Wednesday, October 06, 2010

Psycho Chronicles

PSYCHO was an iconic thriller directed by Alfred Hitchcock, released in the summer of 1960. (That Wiki's an interesting read, btw.)

It was a sensation when it was released. In time, it's become a film school textbook. Which is to say, something that is more often studied and dissected and analysed rather than actually enjoyed as regular entertainment.

I was watching the ending of Gus Van Sant's shot-for-shot 1998 remake on cable recently and the thing intrigued me. There was all this noise back then about why Van Sant would bother shooting a virtually shot-for-shot remake of Hitchcock's classic. It seemed like a colossal waste of time to a lot of whiners, but I remember being intrigued by it because I'd heard a rumor that Van Sant's movie was only shot-for-shot until the shower scene... and then it would go in a completely different direction... which would have been an awesome surprise. Like a ride you've been on a thousand times that suddenly goes down a different track.

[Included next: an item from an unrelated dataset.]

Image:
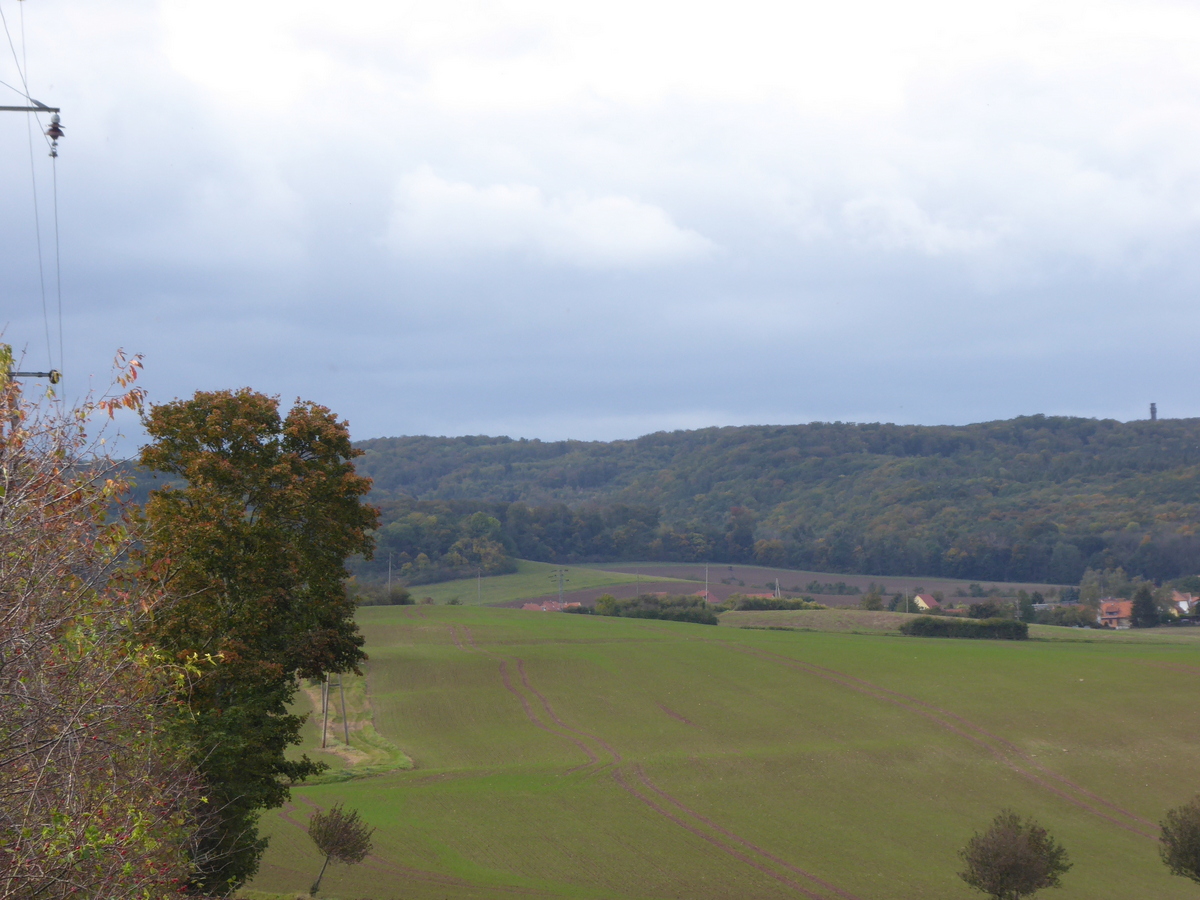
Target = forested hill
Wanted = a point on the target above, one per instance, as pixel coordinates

But no. It turned out to be exactly what it advertised. A shot-for-shot remake in color. With the exception of a few shots Van Sant created the way Hitchcock would've wanted if he had the technology and a few other random inserts and Van Santisms.

Still, Van Sant's faithful experiment, in its own way, serves as a useful teaching tool. A strapping young Vince Vaughn takes on the role of Norman Bates, and the shot-for-shot nature of the film only serves to highlight how Vaughn is wrong for the role originated by Anthony Perkins. Where Perkins was skinny and slight, Vaughn (the 1998 Vince Vaughn) was fit and handsome. Though he tries to play up the social awkwardness, there is something far more intimidating about him upfront. Perkins worked so well because he was the portrait of "non-threatening". Perkins played it as a naive adolescent. Vaughn comes across as an awkward frat boy who'd probably have a healthy stock of date-rape pills in his cupboard.

But beyond the remake, the cable's been playing all the PSYCHO movies... this is what I find interesting about the *series*...

PSYCHO (1960)
PSYCHO II (1983)
PSYCHO III (1986)
PSYCHO IV* (1990)
PSYCHO (1998)

[* I don't think PSYCHO IV counts as much because it was made for television.]

I find the sequels interesting because they are not "reboots". (A popular idea in modern Hollywood movie-making wherein the continuity of the series is WIPED CLEAN and we start over with a fresh re-imagining of the movie series... including changing up the look of the films, tinkering with characters, setting, backstory, the works... see BATMAN BEGINS.) No, 1983's PSYCHO II is a direct sequel to 1960's PSYCHO. Anthony Perkins reprises his role as Norman Bates. It takes place in the current day, as Norman is released from a mental institution where he's been locked up since the events of the original film. There's more violence and nudity than they could get away with in 1960... but it doesn't really struggle with the weight of original's reputation. It's simply a continuation of the saga.

It's strange looking back at the two PSYCHO movies from the 80s because it's also a portrait of a different Hollywood. These were hard R-rated horror movies. These days, there's so much more hand-wringing and double-guessing before a movie gets greenlit, and it often shows in the final products. There's a different feel to a movie that's been rewritten by a dozen different writers. The PSYCHO sequels may not be classics, but there's a certain charm to them that is hard to find in the modern Hollywood sausage-factory blockbuster.